The last battle, the one with time, and age. The slow erosion of ability. Of memory (I’m so sorry I didn’t post on time!). Of mental elasticity. We embrace change as a young person. We avoid it and dread it as we get older. But change is necessary.

Change makes a story worth reading. Change makes a life worth living. Even if it is painful for a season. Less painful to read, at least. And we learn from what we read. We can recognize mistakes and avoid them, as modeled by fictional characters. Including what happens to the unchanging human who refuses to grow, and transform as life flows around them.

I’ll pick up writing once the flood-tide of life ebbs a bit. In the meantime, I’m picking up story ideas. Because that’s what writers do with the tsunami of life when it threatens to drown them in chaos.

14 comments

  1. *hugs* You’re fine! Just be wary of drinking things brewed by caterpillars… but if you do, I throw tea parties!

  2. “I think we’ve thought of everything.”
    *faint, maniacal laughter echoes, almost masked by the wind. Almost*

  3. I really like that picture! There’s a fiber artist whose name escapes me just now, who creates images like that in Photoshop, prints them onto fabric and quilts them. I can see quilting that picture with blue and purple Sulky Holographic Sliver in the blue shadows… oh, where’s a wide format printer when you need one?

  4. I deal with change better now than when I was younger. I have experience with it, and know that however much I grumble it’ll be better, or at least different and interesting.

  5. I think age is one reason that I’m sick and tired of Hero’s Journey stories – at least those that start with teenagers. Doctor Inferno is a fun exception to the “young hero” story.
    I’ve noticed something similar in music: The lyrics tend to become irrelevant after 30. Why can’t someone write/sing about adult issues? My four year old said a four letter word is the closest I can think of, right now.
    I suppose paying bills, doing yard work, and picking up Legos don’t make good song/story fodder.

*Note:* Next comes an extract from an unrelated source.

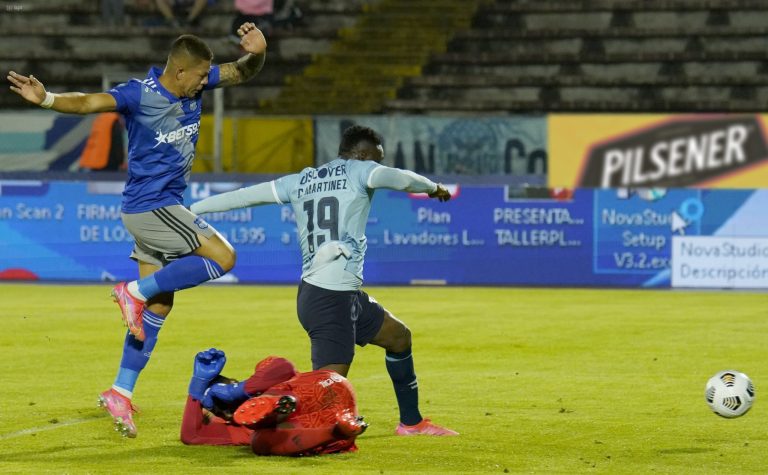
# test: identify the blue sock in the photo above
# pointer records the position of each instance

    1. Well, there is some music but it’s not common. I get tired of the same old “loving or losing” lyrics.
      A few that are a bit different (I won’t say family themes, like picking up legos, but at least a bit different):
      – Maria Ostiz (Spanish)
      – Aaron Tippon (country, very much an acquired taste, but some fun songs like Working Man’s PhD)
      – Gretchen Peters (country, songwriter, but her solo career went nowhere IIRC)
      – Chris LeDoux (cowboy country)

      Maybe it’s partly advertising: advertisers often want a young demographic, so they can try to hook consumers early. (And, yes, I think advertisers are often pretty stupid).

    2. The problem with fully adult heroes is that, while you can deal with it, you do have to face the issue that either your hero is not doing his other responsibilities while he’s heroing, or he managed to get to a fully adult age without acquiring any responsibilities.

    3. It gets harder to write characters who have two (or more) kids, a job, parents, friends, groceries, car problems, and the like. Some genres make it work, others . . . Romance? Some sub-sub-genres, or the “adult kids, Mom gets second chance at love” seems to be popular among trad-pub titles.